Logistics investors have continued to put their money on Dubai this year. DHL hit the headlines with the construction of its ground operations facility, at a Dh100m ($27m) site in Dubai’s Meydan’s Racecourse district. Covering an area of 17,265 square metres, the new facility includes a 7272-square-metre indoor sorting and loading area and the company’s new 4333-square-metre head office.

“As the region’s economy goes from strength to strength, this new facility marks not only a milestone in the growth of DHL but also of the UAE economy,” says Frank-Uwe Ungerer, country manager for DHL Express UAE. “DHL’s latest investment will help to further consolidate the global connectivity of the UAE by connecting the Middle East to DHL’s global network for at least the next 20 years, and thereby ensuring continued growth through improved transit times and network reliability.”

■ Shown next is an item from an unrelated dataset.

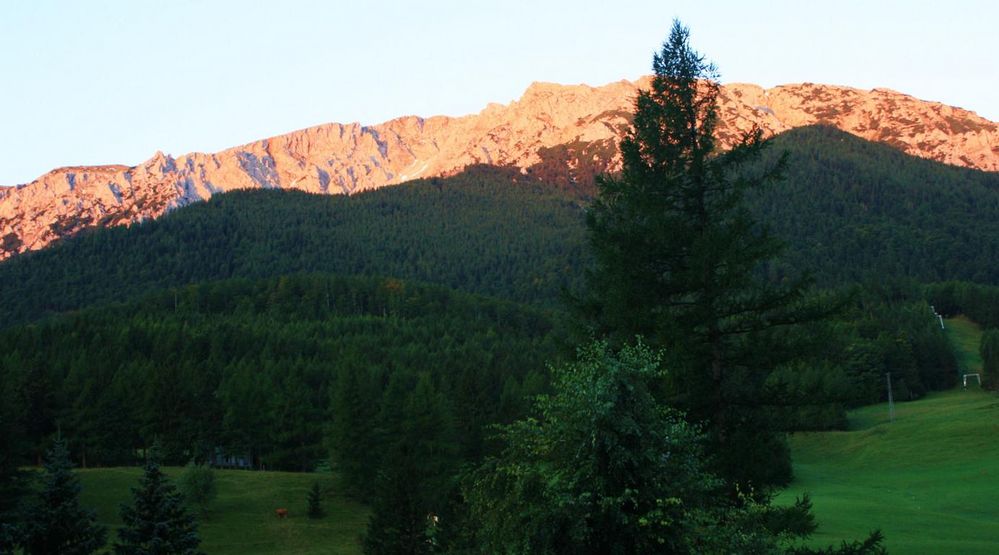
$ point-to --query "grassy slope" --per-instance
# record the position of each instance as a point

Saudi Arabia’s Jeddah Islamic Port continues to be a key location for logistics. As Mr Heitmann points out, this is the second busiest hub in the Middle East, handling a total of 4 million TEUs in 2011. In north Africa, Egypt’s Port Said is a key hub for marine transport because of its strategic location near the Suez Canal, through which about 10% of global marine cargo passes.

Rising stars

Other locations are also taking off across the region. Mr Manda says: “Inspired by the success of Dubai, Abu Dhabi has been focusing on transforming itself into a similar logistics hub through projects such as Khalifa Industrial Zone Abu Dhabi [Kizad]. In addition, UAE’s neighbouring countries are trying to develop logistics hubs similar to Dubai’s: Saudi Arabia (with Jeddah and Al Jubail), Oman (with Sohar and Salalah), Kuwait (with Kuwait City) and Qatar (with Doha).”

Mr Heitmann agrees: “Kizad aims to become one of the world’s foremost industrial zones. Khalifa Port opened recently and will have an initial capacity of 2 million TEUs. It is planned to grow over a number of phases to eventually be able to handle up to 15 million TEUs. Kizad is opposite Khalifa Port and strategically halfway between Abu Dhabi and Dubai, and will have a site area of 417 square kilometres.”

Mr Goater believes Qatar is also a location to keep an eye on. “There’s a lot of interest in the new airport in Doha and this will have a completely new cargo facility. Qatar Airway’s network is expanding rapidly and it sees cargo as a very important plank of its investment process,” he says.